To help maintain pressure for a favorable media tilt, supporters of Israel have a not-so-secret weapon, brandished most effectively as a preemptive threat - the charge of anti-Semitism. Any Americans who speak out against Israel's extreme disregard for human rights are liable to be in the line of fire.
Elie Wiesel, a Holocaust survivor and Nobel Prize winner, is a reminder that victims of tyranny are capable of later aligning themselves with perpetrators of enormous cruelty. In March, he delivered a speech to a national conference of the American Israel Public Affairs Committee, one of Washington's most powerful lobbying groups. Wiesel declared that anyone "who uses their Jewishness as a context to attack or condemn Israel - that's something I'm against." And he denounced criticisms of Israel as "anti-Semitism in Jewish leftist circles."
Such salvos are warning shots that Joseph McCarthy would have understood. To quash debate, just smear, smear, smear.
Instead of trying to refute critiques of Israeli policies, it's much easier to equate criticism of Israel with anti-Semitism - a timeworn way of preventing or short-circuiting real debate on the merits of the issues. It is absurd and dangerous to claim that bigotry is at the root of calls for adherence to basic standards of human rights. But the ongoing threat of the "anti-Semitic" label helps to prevent US media coverage from getting out of hand.
Last year, I had an interesting experience with one of Florida's daily papers, the Palm Beach Post.

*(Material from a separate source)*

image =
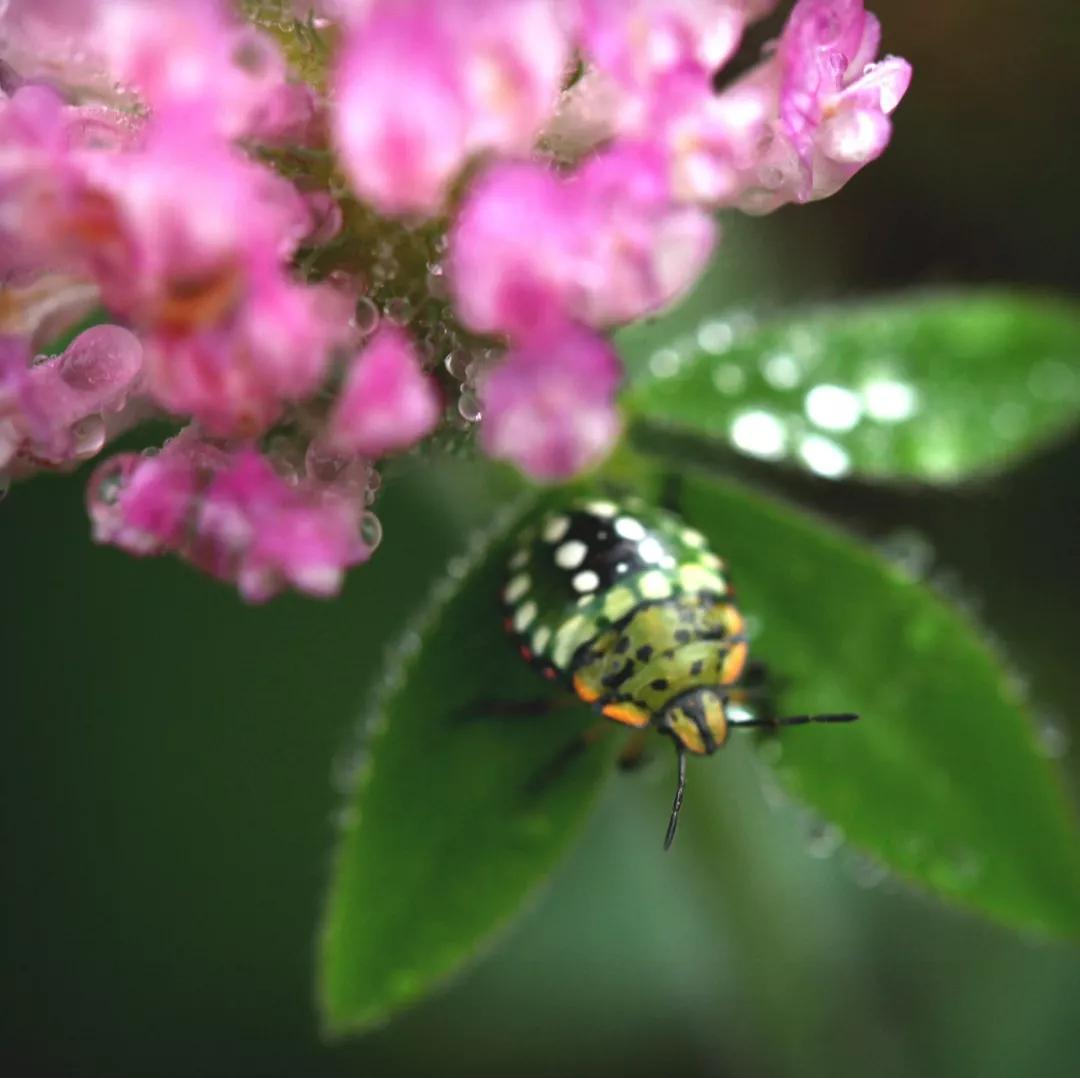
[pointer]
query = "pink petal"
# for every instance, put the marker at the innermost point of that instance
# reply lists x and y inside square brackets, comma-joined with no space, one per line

A reader's letter, published in early June, charged that a column I'd written "had an anti-Semitic undertone" because it criticized media spin for Israel. Eleven weeks later, on Aug. 25, the newspaper printed a second letter from the same reader, objecting to a column I wrote about Sen. Joseph Lieberman. This time the letter was more emphatic and sweeping, though less specific: "I have noticed in some of his previous columns, he is apt to express anti-Semitic views."
The Palm Beach Post printed my weekly syndicated column 30 times during 2000 - for the last time on Aug. 19, six days before publication of the second letter accusing me of being "anti-Semitic." After that letter came off the press, my column never again appeared in the Palm Beach Post. When I inquired, the newspaper's opinion-page editor told me: "There was no connection."
Whatever the case may be, there's no doubt that journalists generally understand critical words about Israel to be hazardous to careers. "Rarely since the Second World War has a people been so vilified as the Palestinians," comments Robert Fisk, a longtime foreign correspondent for the London-based daily Independent. "And rarely has a people been so frequently excused and placated as the Israelis."
Fisk is asking his colleagues to search their consciences: "Our gutlessness, our refusal to tell the truth, our fear of being slandered as 'anti-Semites' - the most loathsome of libels against any journalist - means that we are aiding and abetting terrible deeds in the Middle East."
Anti-Semitism is a reality in the world. Like all forms of religious and racial bigotry, it should be unequivocally opposed. The effectiveness of such opposition is undermined by those who cry wolf, using charges of anti-Semitism as a weapon in a propaganda arsenal to defend Israel's indefensible crimes against Palestinian people.
Norman Solomon's latest book is "The Habits of Highly Deceptive Media." His
syndicated column focuses on media and politics.